Another thing we strive for in our games is “concentrated coolness,” and while rune quality levels made sense when we were attempting to itemize them throughout the game, they make far less sense as runes are unlocked through the UI. We didn’t want to get back into a situation where you’re clicking a button to pump points into skills. It’s far more concentrated (and cool) when your rune choices have a single and powerful benefit to your skill choice. The new skill rune system does not have ranks, and we’ve instead made each around the equivalent to what the rank 4 or 5 rune was previously. One click, you make your rune choice, and you get an explosive benefit to that skill. That feels a lot cooler.
Runes have been by far the biggest design hurdle we’ve had in the game, and as you know we’ve been continually iterating on them. We fully expect that some of you will be disappointed that runes won’t be part of the itemization system. Internally, it took us a long time to let go of that notion too and stop trying to force them into being items, and instead embrace the intent of the system. Integrating runes with the skill system directly gave us a bunch of great benefits, and even without runes we’re launching with more item types than Diablo II had. We knew we were making the right choice by letting go of runes as items and focusing on the core objective of the system: to customize your skills in awesome ways.

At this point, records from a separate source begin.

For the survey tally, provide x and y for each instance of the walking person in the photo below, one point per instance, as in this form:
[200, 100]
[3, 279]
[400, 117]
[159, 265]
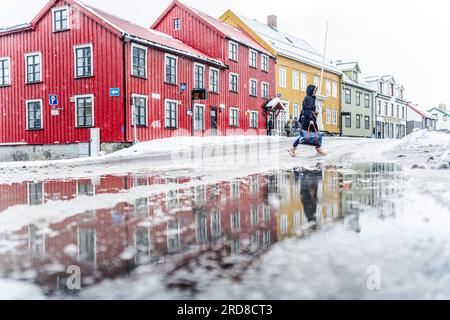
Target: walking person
[308, 119]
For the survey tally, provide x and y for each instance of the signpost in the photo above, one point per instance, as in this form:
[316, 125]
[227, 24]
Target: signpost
[197, 94]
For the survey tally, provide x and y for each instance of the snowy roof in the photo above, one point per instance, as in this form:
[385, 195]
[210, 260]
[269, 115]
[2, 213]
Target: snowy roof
[419, 110]
[230, 31]
[127, 28]
[289, 46]
[150, 35]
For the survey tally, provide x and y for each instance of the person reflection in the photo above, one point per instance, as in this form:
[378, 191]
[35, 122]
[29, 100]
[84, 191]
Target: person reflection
[309, 194]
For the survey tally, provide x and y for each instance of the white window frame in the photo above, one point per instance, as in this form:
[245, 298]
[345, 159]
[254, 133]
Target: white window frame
[334, 89]
[237, 119]
[204, 116]
[8, 60]
[295, 80]
[76, 109]
[251, 112]
[168, 55]
[68, 18]
[328, 116]
[250, 52]
[250, 87]
[41, 101]
[266, 58]
[229, 82]
[263, 83]
[26, 55]
[230, 43]
[218, 79]
[134, 45]
[282, 74]
[135, 95]
[80, 46]
[165, 113]
[204, 71]
[334, 117]
[328, 88]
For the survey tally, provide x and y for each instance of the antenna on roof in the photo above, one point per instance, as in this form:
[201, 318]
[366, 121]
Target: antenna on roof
[323, 59]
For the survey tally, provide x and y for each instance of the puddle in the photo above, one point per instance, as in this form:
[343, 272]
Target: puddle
[220, 229]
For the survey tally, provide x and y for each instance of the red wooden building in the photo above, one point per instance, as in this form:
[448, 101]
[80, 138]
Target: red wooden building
[101, 70]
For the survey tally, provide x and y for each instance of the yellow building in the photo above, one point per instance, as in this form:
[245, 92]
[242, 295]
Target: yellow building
[298, 65]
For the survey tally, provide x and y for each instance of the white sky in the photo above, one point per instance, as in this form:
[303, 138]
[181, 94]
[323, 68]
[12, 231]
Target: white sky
[406, 38]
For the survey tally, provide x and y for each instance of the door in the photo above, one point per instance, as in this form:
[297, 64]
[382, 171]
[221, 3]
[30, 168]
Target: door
[95, 142]
[214, 121]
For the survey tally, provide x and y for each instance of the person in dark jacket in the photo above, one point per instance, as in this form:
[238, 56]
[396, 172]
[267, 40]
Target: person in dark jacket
[308, 117]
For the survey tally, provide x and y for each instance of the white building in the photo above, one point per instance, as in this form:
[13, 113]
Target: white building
[390, 107]
[443, 117]
[419, 118]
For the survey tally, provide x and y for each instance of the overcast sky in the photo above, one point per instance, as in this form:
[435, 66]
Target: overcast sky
[407, 38]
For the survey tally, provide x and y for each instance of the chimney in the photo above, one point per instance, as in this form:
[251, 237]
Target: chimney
[272, 21]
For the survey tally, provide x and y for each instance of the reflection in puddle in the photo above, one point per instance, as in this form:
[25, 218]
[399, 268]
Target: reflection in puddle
[217, 228]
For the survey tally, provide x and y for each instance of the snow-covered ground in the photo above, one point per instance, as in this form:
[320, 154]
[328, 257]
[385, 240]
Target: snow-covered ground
[414, 262]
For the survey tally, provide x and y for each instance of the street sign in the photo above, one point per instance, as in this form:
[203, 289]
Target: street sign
[199, 94]
[114, 92]
[53, 99]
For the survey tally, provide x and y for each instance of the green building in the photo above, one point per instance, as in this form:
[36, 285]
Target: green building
[357, 102]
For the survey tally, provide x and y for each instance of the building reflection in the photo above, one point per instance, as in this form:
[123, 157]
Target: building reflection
[239, 217]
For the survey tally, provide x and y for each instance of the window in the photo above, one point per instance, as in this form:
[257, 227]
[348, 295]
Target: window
[60, 19]
[5, 72]
[233, 51]
[176, 24]
[304, 82]
[139, 61]
[366, 122]
[199, 76]
[328, 88]
[282, 75]
[295, 80]
[348, 121]
[348, 96]
[252, 58]
[234, 117]
[317, 81]
[253, 87]
[358, 98]
[334, 89]
[265, 90]
[171, 69]
[253, 119]
[139, 110]
[199, 114]
[84, 111]
[33, 67]
[83, 61]
[358, 121]
[335, 117]
[34, 115]
[234, 82]
[213, 80]
[264, 63]
[366, 100]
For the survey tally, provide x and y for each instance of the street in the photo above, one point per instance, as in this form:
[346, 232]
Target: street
[231, 218]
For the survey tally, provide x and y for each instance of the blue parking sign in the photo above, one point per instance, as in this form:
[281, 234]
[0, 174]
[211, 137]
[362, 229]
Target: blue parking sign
[53, 99]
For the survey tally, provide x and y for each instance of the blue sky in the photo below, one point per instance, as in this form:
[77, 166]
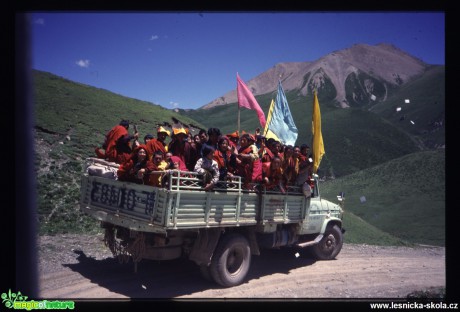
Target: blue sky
[186, 60]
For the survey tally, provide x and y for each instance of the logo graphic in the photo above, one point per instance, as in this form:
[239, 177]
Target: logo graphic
[19, 301]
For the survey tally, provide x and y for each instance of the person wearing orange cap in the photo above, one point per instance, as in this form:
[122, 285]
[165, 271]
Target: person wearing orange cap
[135, 168]
[248, 164]
[180, 147]
[117, 145]
[159, 143]
[234, 138]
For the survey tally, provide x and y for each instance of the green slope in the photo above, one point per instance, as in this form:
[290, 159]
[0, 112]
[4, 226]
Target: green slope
[70, 120]
[404, 197]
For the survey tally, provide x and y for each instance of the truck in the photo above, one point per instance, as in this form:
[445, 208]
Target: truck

Before I wrap up, I did want to cover that one of the added benefits of the new system is that you’ll be unlocking something every level all the way up to the level cap (60). Now, with each level you’ll unlock at least one new skill or rune, and in most cases you’ll be unlocking three or four. The most immediately exciting part of that system is that skill runes begin unlocking at level 6, which means that players in the beta test will finally be able to play around with some rune variants.
Phew. Well, there you have it — the new skill and rune systems! We strongly believe that these changes are going to make for a better Diablo III, and we’re looking forward to you trying it out in patch 13, which should be live any minute now (if it isn’t already). As always, we’d love to hear your feedback on your experiences with these changes. To help center the conversation on these changes to a single location, we’re going to lock comments on this blog and encourage you to post in a thread we’re specifically making to discuss this: Skill and Rune Changes Discussion.
Thanks for reading.
Jay Wilson is Game Director for Diablo III and won first place in the team’s chili cook-off competition. Recipe available upon request.